Palin led the attacks that Republicans took up across the television dial. The focus was on Bill Ayers, a former member of the Weather Underground who lives near Obama in Chicago, served with him on two charity boards and held a reception for him in 1995.
"It goes to the issue of judgment," Minnesota's Republican Gov. Tim Pawlenty said on ABC's This Week. "What kind of judgment would allow an unrepentant domestic terrorist to host a political event for you in his home?"
Pennsylvania's Democratic Gov. Ed Rendell shot back: "They're starting to do the politics of personal destruction. The American people and here in Pennsylvania, we're not going to buy that."

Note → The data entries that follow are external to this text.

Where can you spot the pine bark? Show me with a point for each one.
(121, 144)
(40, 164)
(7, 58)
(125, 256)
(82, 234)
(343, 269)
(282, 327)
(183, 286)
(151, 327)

On Saturday in Carson, Calif., Palin accused Obama of "palling around with terrorists who would target their own country" and added, "This is not a man who sees America as you see America and as I see America."
She said she based her remarks on a New York Times article that appeared Saturday. That article and others describe the relationship between Obama and Ayers as not close.
The new GOP tack comes as the economic crisis increasingly dominates the campaign and new polls show Obama growing stronger in key battleground states. A Columbus Dispatch poll put the race at Obama 49%, McCain 42% in Ohio, while a Minneapolis Star Tribune poll gave Obama an 18-point lead in Minnesota. A Denver Post poll of Colorado showed the race deadlocked 44%-44%.
Two of the biggest opportunities left to shake things up are the debates Tuesday and Oct. 15. "The best chance the McCain campaign has right now is to turn the campaign back into a referendum on Obama. They're going to throw everything they possibly can at him," GOP strategist Todd Harris said.
Obama denounced the tactic Sunday in Asheville, N.C. "Sen. McCain has announced that they plan to turn the page on the ... economy and spend the final weeks of this campaign launching Swift Boat-style attacks on me," he said, referring to attacks on 2004 nominee John Kerry's military record. "The policies he's supported these past eight years and the policies he wants to continue are pretty hard to defend. I can understand why Sen. McCain would want to 'turn the page.'"
Obama has said Ayers, now an education professor, committed "detestable" acts of violence. Democrats warned Sunday on TV that the attacks on Obama may backfire. "This guilt-by-association path is going to be trouble ultimately for the McCain campaign," Paul Begala said on NBC's Meet the Press.
Over on CNN's Late Edition, Rep. Rahm Emanuel, D-Ill., raised the Keating Five scandal. Charles Keating, a McCain friend and constituent, was chairman of Lincoln Savings & Loan, which failed and cost 21,000 investors their savings. The Senate Ethics Committee cleared McCain of improperly helping Keating avoid regulators but said he used poor judgment in his dealings with him.
Obama launched a pre-emptive TV ad Sunday that calls McCain "erratic in a crisis" and "out of touch." It goes on, "No wonder his campaign wants to ... turn the page on the financial crisis, by launching dishonest, dishonorable assaults against Barack Obama."